Los avances sociales en las democracias modernas se produjeron en parte porque empezamos a definir como injustas cosas que antes se consideraban producto del azar o la mala suerte. Si alguien no puede acceder a un edificio porque va en silla de ruedas, no es el resultado de una privación suya sino un déficit del edificio. Hoy, sin embargo, hay interés en cambiar la naturaleza del debate político. Se hace, por ejemplo, cuando se demoniza el papel del Estado como el ente opresor que nos encerró en la pandemia, o cuando lo proyectamos únicamente como un organismo paternalista que estará siempre ahí después de que suframos un daño. Pasar como un péndulo del punitivismo al paternalismo nos impide ver su función principal: prevenir las amenazas a nuestro bienestar mediante políticas activas que no solo nos protejan, sino que nos permitan hacer cosas. Desde hace unos años, una corriente ideológica de corte ayusista se esfuerza por evitar que veamos que el Estado tiene el propósito activo de favorecer la justicia, no el de interferir en nuestra libertad, aunque para favorecer nuestro bienestar a veces sea necesario que las instituciones democráticas tengan poder coercitivo. El discurso falaz sobre la libertad es la excusa para reestructurar nuestro sistema impositivo, reducir la inversión en infraestructuras, fomentar burocracias ineficientes y reducir formas de asistencia sanitaria. Sabemos bien quién ha provocado la merma de muchas de las capacidades que tenían nuestras instituciones para responder a problemas que afectan a nuestro bienestar y a nuestra propia vida.

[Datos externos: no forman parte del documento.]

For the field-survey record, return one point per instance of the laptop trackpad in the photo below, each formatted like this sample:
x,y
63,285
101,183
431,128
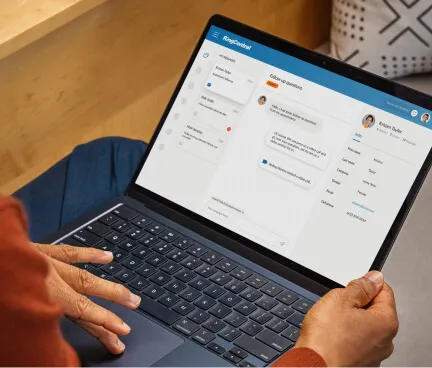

Más allá de las medidas económicas, hay un modelo de sociedad que enfrenta su idea de libertad con la de responsabilidad y solidaridad compartidas. Desconfiemos de esa falacia argumentativa, pues la responsabilidad es precisamente la base de nuestra libertad como individuos. Estar frente a un otro vulnerable me obliga a mirarle a los ojos; me sitúa en un lugar que llama a mi responsabilidad, acaso de forma frágil, pero consistente. Identifiquemos los discursos públicos animados por el resentimiento. Ahí estaba Mazón y su manifiesta incompetencia hasta ayer, y sin embargo la tragedia le hizo distanciarse del peligroso discurso de Feijóo. El líder de la oposición se ha sumado a las reacciones públicas que buscan chivos expiatorios soñando con un improbable castigo o estigmatización, la catarsis de indignación que le llevaría a la Moncloa. Esa retórica, casi trumpista, genera respuestas defensivas y divide a las sociedades fomentando el escepticismo en lugar de la cooperación, y evitando que nos centremos en las instituciones y políticas que hay que cambiar. Desconfiemos de quien se aprovecha de nuestra indignación. Ahí no hay promesa ni compromiso alguno.